In our latest Insight, Devin De Zwaan talks about his latest paper, Variation in offspring development is driven more by weather and maternal condition than predation risk, what dictates when a nestling leaves the nest and the best thing about being an ecologist.
About the research
What’s your paper about?
This paper addresses how offspring development time responds to environmental stressors like weather and predation risk, and the immediate survival consequences of prolonged or more rapid development.
What is the background behind your paper?
Beyond increasing average temperature, climate change is expected to increase the frequency of stochastic weather or storm events. Depending on the frequency and duration, these stochastic events have the potential to influence individual fitness and population viability in more ways than a gradual increase in temperature. A weather event may not be lethal (although it could), but instead can lead to sub-lethal effects which influence future fitness. For altricial songbirds (which hatch with eyes closed, little or no down, are incapable of departing from the nest, and fed by the parents), offspring that develop quickly and leave the nest early are more likely to be able to avoid predators. However, harsh weather conditions can delay fledging by restricting food availability or creating thermoregulatory challenges. What this trade-off looks like in a climate change era could have significant consequences for populations and species.

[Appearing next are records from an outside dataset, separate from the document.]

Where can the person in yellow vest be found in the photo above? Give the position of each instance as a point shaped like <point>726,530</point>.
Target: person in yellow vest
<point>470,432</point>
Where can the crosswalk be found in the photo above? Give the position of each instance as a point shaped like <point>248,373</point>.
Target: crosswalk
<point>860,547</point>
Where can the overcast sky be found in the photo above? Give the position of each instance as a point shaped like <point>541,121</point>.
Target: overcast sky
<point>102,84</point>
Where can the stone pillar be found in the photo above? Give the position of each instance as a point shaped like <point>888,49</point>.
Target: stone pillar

How is your paper different from other work in this area?
Research on this subject tends to focus on comparisons among species or populations at large geographic scales. From this we know that species under high predation risk tend to fledge offspring quickly, and those experiencing relatively low predation risk have long development periods. Picture the difference between a grassland songbird and an albatross. However, predation risk and weather are not constant through time and therefore it is often unclear how individuals respond to changing stressors. Studies addressing within-population differences are limited and tend to only investigate one or two stressors independently. Our research address within-population variation in development time for a population in a highly stochastic environment (the alpine) using a comprehensive approach that incorporates multiple, interacting stressors simultaneously.
Where you surprised by anything when working on it?
Honestly, I was surprised at the strength of the effect that maternal condition had on offspring development time. Our results clearly show that females in good condition can create a nest environment that allows for rapid offspring development regardless of weather conditions
Why is it important?
Our results provide support for several mechanisms in which climate change, or increased weather stochasticity, can influence individual fitness and potentially population viability. We also demonstrate that in some cases individuals may be able to respond flexibly to harsh conditions and maintain fitness levels. The important take-away here is that stressors like weather and predation risk do not affect all individuals equally.
About The Author
How did you get involved in ecology?
By luck! During my undergraduate degree, I was working in an animal physiology lab with the idea of eventually going to med school. The opportunity arose to join a tropical field school in Panama. I ended up doing an honours thesis in Soberania National Park, near Gamboa, Panama, in association with the Smithsonian Tropical Research Institute (STRI), addressing foraging ecology of Black-crowned antshrikes (Thamnophilus atrinucha) across a forest disturbance gradient. I chose to work with birds simply because I thought they would be easier to find and more charismatic to watch. I believe the sheer biodiversity in Panama ignited my passion for ecology and ornithology. Although I have moved from the lowland tropics to the alpine, I have been working in ecology, and specifically with birds, ever since.
What are you currently working on?
I am currently working on the next step of this research. In this paper, we found that an index of site-wide predation risk influenced development rate. I am currently working on a paper where we experimentally increased nest-specific predation risk using predator decoys to investigate how different aspects of nestling development (growth rate, stress hormones) respond to predation risk. We have also attached light-level geolocators to a subset of adult Horned Larks to identify migration routes and wintering habitat in the hopes of addressing these questions from a full annual cycle perspective. Finally, I am collaborating with researchers from Chile to address avian diversity patterns across elevation in both South and North temperate mountain ranges.
What’s your current position?
I am a PhD student at the University of British Columbia in Canada.
What is the best thing about being an ecologist?
The field work, being able to closely observe and work with your study subject, and being able to ask questions about the natural world for a living.
What is the worst thing about being an ecologist?
Transitioning from field work to desk work every season.
What do you do in your spare time?
I’m an avid birder. I like to be outside, getting to know more about the local species from other taxa as well. I also spend a lot of time in the mountains; skiing and snowshoeing in the winter, climbing mountains in the summer.